I still need to check out LXG, I don't believe I've ever heard a note of it. CLEOPATRA's pretty darn good (if not by any measure the strongest musical work associated with that historical figure), THIRTEEN DAYS weirdly does nothing for me at all and DINOTOPIA I recall having both temp-track issues and a main theme that, while very nice, wasn't dramatically impactful or evocative enough to have me revisiting often - Though it has been years since I've listened to it, perhaps it's time to give that one another chance.

But I just can't get over that lush early sound of his - TDK's "Overture", "Love Theme" and "Finale", NATE AND HAYES' ravishing romantic highlights, THE SENDER's sweepingly tragic and darkly lyrical end title... What an incredible, distinct and original voice that was. I wish had had tapped into it more frequently thereafter!

 
 Posted:   Mar 21, 2018 - 11:20 AM   
 By:   Yavar Moradi   (Member)

Dinotopia is completely lush and up your alley, with multiple wonderful themes. (I think you and I are FB friends right? Send me a PM about it, if you would.) Thirteen Days is one to appreciate more in-film (where it is brilliant and perfectly judged) than on album without context, I suspect.

Yavar

 
 
 Posted:   Mar 21, 2018 - 11:26 AM   
 By:   bobbengan   (Member)

Dinotopia is completely lush and up your alley, with multiple wonderful themes. (I think you and I are FB friends right? Send me a PM about it, if you would.) Thirteen Days is one to appreciate more in-film (where it is brilliant and perfectly judged) than on album without context, I suspect.

Yavar


I do have the DINOTOPIA album saved to my iTunes still, I'll give her a spin this evening!

 
 
 Posted:   Mar 21, 2018 - 11:59 AM   
 By:   Hurdy Gurdy   (Member)

One of the most heartbreakingly beautiful tracks he ever wrote can be found in his score to THE MIGHTY.
My Noble Knight (I think it's called). Standalone gorgeous and eye wetting in the film.
Check it out.

 
 Posted:   Mar 21, 2018 - 12:01 PM   
 By:   Justin Boggan   (Member)

Yes -- probably one of he best things, if not the best thing, he did, that cue.

 
 
 Posted:   Mar 21, 2018 - 12:25 PM   
 By:   GoblinScore   (Member)

Yes, that finale of THE MIGHTY is bloody incredible.

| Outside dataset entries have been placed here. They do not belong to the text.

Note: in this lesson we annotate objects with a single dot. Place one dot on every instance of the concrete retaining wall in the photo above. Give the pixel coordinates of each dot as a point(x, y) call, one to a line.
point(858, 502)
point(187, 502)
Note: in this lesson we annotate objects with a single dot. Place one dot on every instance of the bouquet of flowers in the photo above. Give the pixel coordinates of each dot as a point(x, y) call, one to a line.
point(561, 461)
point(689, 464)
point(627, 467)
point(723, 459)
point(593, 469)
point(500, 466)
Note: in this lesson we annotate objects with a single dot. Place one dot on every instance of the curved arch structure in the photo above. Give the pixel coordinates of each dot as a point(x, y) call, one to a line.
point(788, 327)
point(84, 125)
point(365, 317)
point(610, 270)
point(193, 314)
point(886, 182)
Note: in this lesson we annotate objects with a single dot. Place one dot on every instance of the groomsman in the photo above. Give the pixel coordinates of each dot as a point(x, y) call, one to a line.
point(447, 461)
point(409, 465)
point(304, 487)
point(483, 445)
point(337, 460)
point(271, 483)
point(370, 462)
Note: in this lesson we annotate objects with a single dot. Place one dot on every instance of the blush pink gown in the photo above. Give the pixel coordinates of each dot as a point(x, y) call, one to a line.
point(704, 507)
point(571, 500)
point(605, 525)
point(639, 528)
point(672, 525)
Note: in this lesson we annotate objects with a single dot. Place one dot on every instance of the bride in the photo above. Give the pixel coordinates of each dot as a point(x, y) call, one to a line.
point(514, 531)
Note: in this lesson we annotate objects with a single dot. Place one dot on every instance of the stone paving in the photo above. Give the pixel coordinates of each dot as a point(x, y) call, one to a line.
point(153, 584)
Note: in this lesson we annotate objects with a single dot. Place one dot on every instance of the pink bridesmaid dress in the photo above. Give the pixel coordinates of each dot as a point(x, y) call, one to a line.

What I'll miss most about out beloved specialty labels is.....NATE AND HAYES.
I'd heard it was good, never saw the movie or want to, took a chance on the CD when LLL did it based on the positive chatter and it became a favorite. I play the hell out of that one....I'll miss those chances when cds and all this stuff ends. Hurts more to know that CD wss a dud for the label....too bad not enough people tried it like I did.

Giving the single disc DINOTOPIA another shot, I was underwhelmed by it....the 10-cd promo whatever it was even more!

 
 Posted:   Mar 21, 2018 - 12:38 PM   
 By:   Yavar Moradi   (Member)

One of the most heartbreakingly beautiful tracks he ever wrote can be found in his score to THE MIGHTY.
My Noble Knight (I think it's called). Standalone gorgeous and eye wetting in the film.
Check it out.


I forgot about this one, and I think it might actually be my favorite Trevor Jones score! It's a bit unusual at times though...not for everyone, perhaps. But I adore it.

I may be in the minority but I'm not wild about Nate & Hayes. It's far too repetitive, with very little interesting thematic variation, just: here's this lovely theme. Now here's this action theme. Now some more of this theme, now some more of that theme, barely changed if at all. Even though it's an album arrangement and not the complete score, it's a rare orchestral 80s score that feels too long of an album for the material.